= H. D. Phillips =

Henry Dominic Phillips (died 1892) was a British civil servant of the Indian civil service who served as an official member of the Madras Legislative Council from 1863 to 1868. He took his seat in December 1864.

==Life==
Phillips had his initial education in the United Kingdom and qualified for the Indian civil service in 1829. He joined the Indian civil service the same year and served from 1829 to 1869.

In 1841 Phillips was appointed a senior merchant of the East India Company. He was appointed a puisne judge of the Sadr Faujdari Adalat in Madras, in 1859.

He later served as a puisne judge of the Madras High Court, and resigned at the end of 1864. In 1868 he found himself in a minority of one on the Council, on a question relating to the judicial independence of Travancore. He resigned on 12 December 1869.

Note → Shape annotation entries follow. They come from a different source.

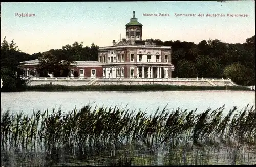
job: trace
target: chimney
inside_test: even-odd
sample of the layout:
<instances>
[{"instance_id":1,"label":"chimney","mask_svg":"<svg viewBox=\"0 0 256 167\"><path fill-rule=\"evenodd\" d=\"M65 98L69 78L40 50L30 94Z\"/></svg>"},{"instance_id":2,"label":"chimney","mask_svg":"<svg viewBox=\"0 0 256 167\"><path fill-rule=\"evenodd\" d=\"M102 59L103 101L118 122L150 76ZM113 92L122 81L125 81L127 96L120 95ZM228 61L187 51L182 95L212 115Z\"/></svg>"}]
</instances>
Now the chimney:
<instances>
[{"instance_id":1,"label":"chimney","mask_svg":"<svg viewBox=\"0 0 256 167\"><path fill-rule=\"evenodd\" d=\"M115 45L116 44L116 40L113 40L113 45L115 46Z\"/></svg>"}]
</instances>

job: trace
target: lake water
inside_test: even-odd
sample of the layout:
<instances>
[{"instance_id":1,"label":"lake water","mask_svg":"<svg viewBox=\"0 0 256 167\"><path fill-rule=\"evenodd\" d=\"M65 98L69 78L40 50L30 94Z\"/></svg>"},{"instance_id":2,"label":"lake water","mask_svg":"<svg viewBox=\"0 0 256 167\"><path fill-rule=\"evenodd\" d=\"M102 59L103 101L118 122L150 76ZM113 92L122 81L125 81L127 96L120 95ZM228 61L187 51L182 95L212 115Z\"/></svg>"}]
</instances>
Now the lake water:
<instances>
[{"instance_id":1,"label":"lake water","mask_svg":"<svg viewBox=\"0 0 256 167\"><path fill-rule=\"evenodd\" d=\"M154 112L158 107L168 109L178 107L188 110L198 108L198 112L210 107L213 109L225 105L225 111L236 106L239 109L247 104L255 105L254 91L200 91L155 92L1 92L1 109L14 112L23 111L31 114L33 109L61 107L63 112L76 107L80 109L89 102L102 106L127 105L132 109L141 108Z\"/></svg>"}]
</instances>

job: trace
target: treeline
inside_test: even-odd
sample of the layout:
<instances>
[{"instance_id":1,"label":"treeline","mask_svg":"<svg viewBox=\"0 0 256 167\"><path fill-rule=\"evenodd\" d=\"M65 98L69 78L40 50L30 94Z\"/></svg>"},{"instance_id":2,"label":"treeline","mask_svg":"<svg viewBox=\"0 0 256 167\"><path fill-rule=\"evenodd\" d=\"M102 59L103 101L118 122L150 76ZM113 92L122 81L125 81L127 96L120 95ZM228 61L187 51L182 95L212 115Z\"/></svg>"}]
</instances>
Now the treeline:
<instances>
[{"instance_id":1,"label":"treeline","mask_svg":"<svg viewBox=\"0 0 256 167\"><path fill-rule=\"evenodd\" d=\"M173 77L229 78L239 85L255 85L255 35L243 44L229 44L218 39L204 40L198 44L178 40L151 40L157 45L172 46L172 61L175 67ZM17 67L22 64L20 62L35 59L39 59L40 76L53 72L56 77L66 77L71 63L98 61L98 48L94 43L89 47L75 42L60 49L30 55L19 50L13 40L9 43L5 38L1 43L3 85L10 90L19 87L23 71Z\"/></svg>"}]
</instances>

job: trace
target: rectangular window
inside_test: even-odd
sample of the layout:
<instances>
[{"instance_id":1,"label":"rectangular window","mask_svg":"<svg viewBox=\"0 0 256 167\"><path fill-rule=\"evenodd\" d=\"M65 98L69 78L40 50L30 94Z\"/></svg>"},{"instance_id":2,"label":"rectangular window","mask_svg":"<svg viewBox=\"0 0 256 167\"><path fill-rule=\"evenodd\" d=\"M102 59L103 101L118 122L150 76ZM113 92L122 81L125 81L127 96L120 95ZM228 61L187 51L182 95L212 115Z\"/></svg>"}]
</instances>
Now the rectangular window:
<instances>
[{"instance_id":1,"label":"rectangular window","mask_svg":"<svg viewBox=\"0 0 256 167\"><path fill-rule=\"evenodd\" d=\"M130 58L131 58L130 61L131 62L134 62L134 54L131 54Z\"/></svg>"},{"instance_id":2,"label":"rectangular window","mask_svg":"<svg viewBox=\"0 0 256 167\"><path fill-rule=\"evenodd\" d=\"M142 55L139 55L139 62L142 62Z\"/></svg>"},{"instance_id":3,"label":"rectangular window","mask_svg":"<svg viewBox=\"0 0 256 167\"><path fill-rule=\"evenodd\" d=\"M131 37L133 37L134 38L134 36L135 36L135 32L133 31L131 31L130 32L130 34L131 35Z\"/></svg>"},{"instance_id":4,"label":"rectangular window","mask_svg":"<svg viewBox=\"0 0 256 167\"><path fill-rule=\"evenodd\" d=\"M168 62L168 55L164 55L164 62Z\"/></svg>"},{"instance_id":5,"label":"rectangular window","mask_svg":"<svg viewBox=\"0 0 256 167\"><path fill-rule=\"evenodd\" d=\"M106 76L106 69L103 69L103 76L104 76L104 77Z\"/></svg>"},{"instance_id":6,"label":"rectangular window","mask_svg":"<svg viewBox=\"0 0 256 167\"><path fill-rule=\"evenodd\" d=\"M122 62L124 62L124 54L122 54Z\"/></svg>"},{"instance_id":7,"label":"rectangular window","mask_svg":"<svg viewBox=\"0 0 256 167\"><path fill-rule=\"evenodd\" d=\"M71 70L71 75L74 75L74 70Z\"/></svg>"}]
</instances>

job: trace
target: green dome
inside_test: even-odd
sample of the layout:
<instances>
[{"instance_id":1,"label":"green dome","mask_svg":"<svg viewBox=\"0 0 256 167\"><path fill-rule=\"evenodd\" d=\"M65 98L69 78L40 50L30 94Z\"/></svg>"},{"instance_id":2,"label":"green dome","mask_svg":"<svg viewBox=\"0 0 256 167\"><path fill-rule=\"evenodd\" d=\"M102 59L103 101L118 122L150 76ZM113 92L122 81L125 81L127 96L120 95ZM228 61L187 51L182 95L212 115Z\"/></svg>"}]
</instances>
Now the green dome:
<instances>
[{"instance_id":1,"label":"green dome","mask_svg":"<svg viewBox=\"0 0 256 167\"><path fill-rule=\"evenodd\" d=\"M133 17L131 19L130 19L130 22L125 25L125 26L142 26L142 24L141 24L140 22L138 22L138 19L135 17L135 11L133 11Z\"/></svg>"}]
</instances>

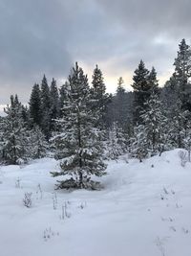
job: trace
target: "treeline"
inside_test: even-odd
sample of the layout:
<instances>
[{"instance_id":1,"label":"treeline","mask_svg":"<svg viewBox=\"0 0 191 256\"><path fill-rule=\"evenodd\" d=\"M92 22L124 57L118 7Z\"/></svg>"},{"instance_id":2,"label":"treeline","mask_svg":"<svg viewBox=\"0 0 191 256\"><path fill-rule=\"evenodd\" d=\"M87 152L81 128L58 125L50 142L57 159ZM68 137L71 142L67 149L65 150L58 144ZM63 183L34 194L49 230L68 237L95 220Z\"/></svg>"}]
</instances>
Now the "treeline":
<instances>
[{"instance_id":1,"label":"treeline","mask_svg":"<svg viewBox=\"0 0 191 256\"><path fill-rule=\"evenodd\" d=\"M103 157L129 152L141 161L174 148L190 151L191 49L184 39L174 66L170 80L159 87L155 68L148 70L140 60L133 91L127 92L119 78L115 95L106 93L97 65L91 86L77 63L59 89L54 79L49 85L44 76L33 85L29 106L11 97L7 116L0 120L1 161L16 164L49 153L66 160L64 172L78 167L100 175ZM82 179L80 173L80 184Z\"/></svg>"}]
</instances>

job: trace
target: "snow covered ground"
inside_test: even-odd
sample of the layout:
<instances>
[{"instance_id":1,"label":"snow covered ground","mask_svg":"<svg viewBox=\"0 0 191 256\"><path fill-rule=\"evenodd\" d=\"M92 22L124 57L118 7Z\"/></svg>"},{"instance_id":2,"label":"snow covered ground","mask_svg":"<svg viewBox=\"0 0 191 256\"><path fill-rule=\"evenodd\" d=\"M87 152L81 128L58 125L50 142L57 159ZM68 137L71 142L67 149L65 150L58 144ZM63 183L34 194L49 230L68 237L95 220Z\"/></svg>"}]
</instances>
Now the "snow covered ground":
<instances>
[{"instance_id":1,"label":"snow covered ground","mask_svg":"<svg viewBox=\"0 0 191 256\"><path fill-rule=\"evenodd\" d=\"M55 194L53 159L2 166L0 255L190 256L191 164L179 151L111 161L98 192Z\"/></svg>"}]
</instances>

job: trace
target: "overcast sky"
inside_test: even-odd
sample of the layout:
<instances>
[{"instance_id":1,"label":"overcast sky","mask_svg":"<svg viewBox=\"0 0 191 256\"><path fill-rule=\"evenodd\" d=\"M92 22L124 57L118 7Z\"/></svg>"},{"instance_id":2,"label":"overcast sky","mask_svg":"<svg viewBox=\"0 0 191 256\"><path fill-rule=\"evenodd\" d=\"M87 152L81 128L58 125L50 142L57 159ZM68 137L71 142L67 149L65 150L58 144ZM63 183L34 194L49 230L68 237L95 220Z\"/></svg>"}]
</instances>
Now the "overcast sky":
<instances>
[{"instance_id":1,"label":"overcast sky","mask_svg":"<svg viewBox=\"0 0 191 256\"><path fill-rule=\"evenodd\" d=\"M43 74L60 85L74 61L91 79L97 63L109 92L126 86L140 58L160 84L178 45L190 43L190 0L0 0L0 105L27 103Z\"/></svg>"}]
</instances>

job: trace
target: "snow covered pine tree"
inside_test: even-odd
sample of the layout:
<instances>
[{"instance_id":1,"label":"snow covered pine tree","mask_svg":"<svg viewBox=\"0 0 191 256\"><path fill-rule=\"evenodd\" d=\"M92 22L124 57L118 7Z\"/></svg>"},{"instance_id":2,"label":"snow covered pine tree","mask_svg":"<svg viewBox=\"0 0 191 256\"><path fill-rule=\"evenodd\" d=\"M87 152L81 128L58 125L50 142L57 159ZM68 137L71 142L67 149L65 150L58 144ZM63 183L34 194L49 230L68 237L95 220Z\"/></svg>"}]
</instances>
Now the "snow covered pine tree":
<instances>
[{"instance_id":1,"label":"snow covered pine tree","mask_svg":"<svg viewBox=\"0 0 191 256\"><path fill-rule=\"evenodd\" d=\"M87 76L75 63L69 76L69 89L63 107L62 131L54 139L63 144L64 158L61 171L52 172L53 176L71 175L70 179L59 180L57 189L97 189L99 182L91 179L92 175L105 175L106 165L102 161L103 147L99 140L101 132L96 124L98 113L93 112Z\"/></svg>"}]
</instances>

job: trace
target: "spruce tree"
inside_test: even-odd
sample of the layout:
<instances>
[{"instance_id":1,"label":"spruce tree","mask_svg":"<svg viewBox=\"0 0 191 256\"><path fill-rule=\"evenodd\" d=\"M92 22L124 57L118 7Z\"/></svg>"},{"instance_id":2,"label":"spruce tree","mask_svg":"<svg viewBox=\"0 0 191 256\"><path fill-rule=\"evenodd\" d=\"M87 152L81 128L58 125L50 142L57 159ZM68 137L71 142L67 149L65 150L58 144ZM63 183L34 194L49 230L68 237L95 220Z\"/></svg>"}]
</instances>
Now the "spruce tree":
<instances>
[{"instance_id":1,"label":"spruce tree","mask_svg":"<svg viewBox=\"0 0 191 256\"><path fill-rule=\"evenodd\" d=\"M95 189L96 182L92 175L101 176L106 169L102 162L102 144L99 140L99 130L95 127L98 112L90 107L90 87L87 76L75 63L69 76L69 90L63 107L60 138L64 158L61 161L60 172L53 172L53 176L71 175L70 179L59 181L57 188L91 188ZM98 108L97 108L98 109Z\"/></svg>"},{"instance_id":2,"label":"spruce tree","mask_svg":"<svg viewBox=\"0 0 191 256\"><path fill-rule=\"evenodd\" d=\"M28 156L33 159L45 157L47 155L49 145L40 128L38 126L34 126L28 133Z\"/></svg>"},{"instance_id":3,"label":"spruce tree","mask_svg":"<svg viewBox=\"0 0 191 256\"><path fill-rule=\"evenodd\" d=\"M11 105L4 111L7 116L3 119L3 157L9 164L19 164L26 160L28 137L17 96L11 96Z\"/></svg>"},{"instance_id":4,"label":"spruce tree","mask_svg":"<svg viewBox=\"0 0 191 256\"><path fill-rule=\"evenodd\" d=\"M133 77L134 83L134 123L141 124L140 115L144 109L144 104L151 94L151 84L148 81L149 71L145 68L143 60L140 60Z\"/></svg>"},{"instance_id":5,"label":"spruce tree","mask_svg":"<svg viewBox=\"0 0 191 256\"><path fill-rule=\"evenodd\" d=\"M44 75L41 82L41 128L47 140L51 137L51 97L47 79Z\"/></svg>"},{"instance_id":6,"label":"spruce tree","mask_svg":"<svg viewBox=\"0 0 191 256\"><path fill-rule=\"evenodd\" d=\"M110 102L110 97L106 93L106 86L101 70L96 65L93 73L91 95L92 95L92 109L99 109L100 116L97 120L97 126L105 126L107 105Z\"/></svg>"},{"instance_id":7,"label":"spruce tree","mask_svg":"<svg viewBox=\"0 0 191 256\"><path fill-rule=\"evenodd\" d=\"M32 123L40 126L42 121L41 92L37 83L32 87L29 105Z\"/></svg>"},{"instance_id":8,"label":"spruce tree","mask_svg":"<svg viewBox=\"0 0 191 256\"><path fill-rule=\"evenodd\" d=\"M150 93L159 94L159 82L157 79L157 72L155 67L152 67L150 73L148 74L148 84L150 87Z\"/></svg>"},{"instance_id":9,"label":"spruce tree","mask_svg":"<svg viewBox=\"0 0 191 256\"><path fill-rule=\"evenodd\" d=\"M178 57L175 58L174 77L179 88L181 108L191 111L191 85L189 79L191 77L191 49L182 39L179 45Z\"/></svg>"},{"instance_id":10,"label":"spruce tree","mask_svg":"<svg viewBox=\"0 0 191 256\"><path fill-rule=\"evenodd\" d=\"M55 129L55 119L60 115L59 94L56 81L53 79L50 89L50 115L51 115L51 130Z\"/></svg>"},{"instance_id":11,"label":"spruce tree","mask_svg":"<svg viewBox=\"0 0 191 256\"><path fill-rule=\"evenodd\" d=\"M163 147L163 132L167 120L162 110L159 96L152 93L150 99L145 103L145 110L141 114L147 151L152 155L160 152Z\"/></svg>"}]
</instances>

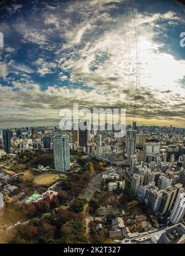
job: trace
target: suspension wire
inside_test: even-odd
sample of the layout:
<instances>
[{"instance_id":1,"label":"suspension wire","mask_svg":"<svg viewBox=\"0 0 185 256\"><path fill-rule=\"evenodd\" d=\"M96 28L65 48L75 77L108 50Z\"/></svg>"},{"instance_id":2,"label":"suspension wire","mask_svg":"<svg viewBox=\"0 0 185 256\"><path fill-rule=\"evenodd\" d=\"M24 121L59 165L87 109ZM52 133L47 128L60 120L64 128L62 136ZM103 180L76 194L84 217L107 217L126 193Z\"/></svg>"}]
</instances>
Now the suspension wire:
<instances>
[{"instance_id":1,"label":"suspension wire","mask_svg":"<svg viewBox=\"0 0 185 256\"><path fill-rule=\"evenodd\" d=\"M140 43L139 43L139 35L138 31L138 22L137 20L136 19L136 14L134 10L133 5L132 3L132 1L130 0L130 4L131 8L133 17L133 22L134 22L134 32L135 32L135 41L136 41L136 89L135 89L135 97L134 97L134 114L133 114L133 122L135 122L136 117L137 115L137 108L138 107L138 96L139 93L139 84L140 84L140 70L139 68L139 65L140 64ZM131 134L130 136L130 151L131 151L131 142L133 140L133 127L132 125L131 127ZM127 138L126 138L127 140ZM127 141L126 141L127 143ZM127 152L127 157L128 157L128 152Z\"/></svg>"}]
</instances>

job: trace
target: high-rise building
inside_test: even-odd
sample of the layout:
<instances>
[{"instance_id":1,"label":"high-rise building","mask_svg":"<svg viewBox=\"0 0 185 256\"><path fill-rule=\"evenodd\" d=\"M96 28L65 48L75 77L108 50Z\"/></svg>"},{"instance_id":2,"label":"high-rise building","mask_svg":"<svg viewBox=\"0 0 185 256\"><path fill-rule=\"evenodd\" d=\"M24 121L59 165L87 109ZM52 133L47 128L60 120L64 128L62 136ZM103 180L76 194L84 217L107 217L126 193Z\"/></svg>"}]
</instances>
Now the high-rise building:
<instances>
[{"instance_id":1,"label":"high-rise building","mask_svg":"<svg viewBox=\"0 0 185 256\"><path fill-rule=\"evenodd\" d=\"M138 189L140 186L141 176L134 173L132 178L131 192L134 196L138 195Z\"/></svg>"},{"instance_id":2,"label":"high-rise building","mask_svg":"<svg viewBox=\"0 0 185 256\"><path fill-rule=\"evenodd\" d=\"M165 190L162 190L161 202L158 209L158 212L163 215L166 212L171 210L173 200L175 198L176 188L172 186L168 187Z\"/></svg>"},{"instance_id":3,"label":"high-rise building","mask_svg":"<svg viewBox=\"0 0 185 256\"><path fill-rule=\"evenodd\" d=\"M144 147L146 140L146 136L143 133L139 133L136 136L136 146L137 147Z\"/></svg>"},{"instance_id":4,"label":"high-rise building","mask_svg":"<svg viewBox=\"0 0 185 256\"><path fill-rule=\"evenodd\" d=\"M185 193L179 194L170 215L170 221L175 225L184 218L185 215Z\"/></svg>"},{"instance_id":5,"label":"high-rise building","mask_svg":"<svg viewBox=\"0 0 185 256\"><path fill-rule=\"evenodd\" d=\"M57 171L68 171L70 168L69 136L57 134L53 138L54 167Z\"/></svg>"},{"instance_id":6,"label":"high-rise building","mask_svg":"<svg viewBox=\"0 0 185 256\"><path fill-rule=\"evenodd\" d=\"M36 128L31 128L31 138L35 139L38 136L38 129Z\"/></svg>"},{"instance_id":7,"label":"high-rise building","mask_svg":"<svg viewBox=\"0 0 185 256\"><path fill-rule=\"evenodd\" d=\"M166 177L160 176L158 178L157 186L160 189L166 189L171 185L171 181Z\"/></svg>"},{"instance_id":8,"label":"high-rise building","mask_svg":"<svg viewBox=\"0 0 185 256\"><path fill-rule=\"evenodd\" d=\"M44 149L50 149L51 143L51 137L43 137L43 146Z\"/></svg>"},{"instance_id":9,"label":"high-rise building","mask_svg":"<svg viewBox=\"0 0 185 256\"><path fill-rule=\"evenodd\" d=\"M127 149L127 158L126 160L128 163L130 163L131 157L134 154L134 139L128 139L127 143L129 145Z\"/></svg>"},{"instance_id":10,"label":"high-rise building","mask_svg":"<svg viewBox=\"0 0 185 256\"><path fill-rule=\"evenodd\" d=\"M136 159L138 162L139 162L139 163L141 163L141 162L146 162L146 154L145 151L140 150L137 151Z\"/></svg>"},{"instance_id":11,"label":"high-rise building","mask_svg":"<svg viewBox=\"0 0 185 256\"><path fill-rule=\"evenodd\" d=\"M183 155L183 169L185 169L185 154Z\"/></svg>"},{"instance_id":12,"label":"high-rise building","mask_svg":"<svg viewBox=\"0 0 185 256\"><path fill-rule=\"evenodd\" d=\"M79 131L77 130L73 130L72 131L72 138L73 138L73 143L77 143L77 144L79 144Z\"/></svg>"},{"instance_id":13,"label":"high-rise building","mask_svg":"<svg viewBox=\"0 0 185 256\"><path fill-rule=\"evenodd\" d=\"M138 191L138 199L139 201L144 202L146 197L146 194L147 191L147 187L144 185L141 185L139 187Z\"/></svg>"},{"instance_id":14,"label":"high-rise building","mask_svg":"<svg viewBox=\"0 0 185 256\"><path fill-rule=\"evenodd\" d=\"M134 173L136 163L136 159L135 157L132 156L131 157L130 168L130 173L132 175Z\"/></svg>"},{"instance_id":15,"label":"high-rise building","mask_svg":"<svg viewBox=\"0 0 185 256\"><path fill-rule=\"evenodd\" d=\"M137 124L136 122L133 122L133 130L137 130Z\"/></svg>"},{"instance_id":16,"label":"high-rise building","mask_svg":"<svg viewBox=\"0 0 185 256\"><path fill-rule=\"evenodd\" d=\"M85 130L82 130L81 126L86 126ZM81 122L79 123L79 146L80 147L86 147L87 143L89 142L89 132L88 130L88 126L89 126L89 123L85 122Z\"/></svg>"},{"instance_id":17,"label":"high-rise building","mask_svg":"<svg viewBox=\"0 0 185 256\"><path fill-rule=\"evenodd\" d=\"M133 145L131 145L132 144ZM130 149L130 147L132 149ZM136 131L133 129L130 129L126 131L126 152L131 152L133 154L131 156L134 154L136 149Z\"/></svg>"},{"instance_id":18,"label":"high-rise building","mask_svg":"<svg viewBox=\"0 0 185 256\"><path fill-rule=\"evenodd\" d=\"M158 143L145 143L144 150L147 154L157 154L160 152L160 144Z\"/></svg>"},{"instance_id":19,"label":"high-rise building","mask_svg":"<svg viewBox=\"0 0 185 256\"><path fill-rule=\"evenodd\" d=\"M9 130L2 130L2 139L4 150L6 153L10 152L11 147L11 138L12 137L12 132Z\"/></svg>"},{"instance_id":20,"label":"high-rise building","mask_svg":"<svg viewBox=\"0 0 185 256\"><path fill-rule=\"evenodd\" d=\"M102 146L102 135L101 134L97 135L97 146L99 147Z\"/></svg>"},{"instance_id":21,"label":"high-rise building","mask_svg":"<svg viewBox=\"0 0 185 256\"><path fill-rule=\"evenodd\" d=\"M179 183L183 184L183 187L185 187L185 169L183 169L180 172Z\"/></svg>"},{"instance_id":22,"label":"high-rise building","mask_svg":"<svg viewBox=\"0 0 185 256\"><path fill-rule=\"evenodd\" d=\"M174 162L175 162L175 155L174 155L174 154L172 154L170 155L170 163L174 163Z\"/></svg>"}]
</instances>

Phillips later resided at Hampton Wick, outside London. He died there, at The Maples, on 9 March 1892.

==Family==
Phillips married in 1837 Mary Moore, daughter of the civil servant George Moore, who died on 6 December 1840. In 1842 he married Caroline Charlotte Tulloch, daughter of Alexander Tulloch C.B. His daughter Emma Louisa married Herbert W. Wood, an army officer, in 1869, and his daughter Alice married Frederick Price in 1863.

Charlotte Caroline Phillips, of the Maples, Hampton Wick, died a widow on 19 April 1892.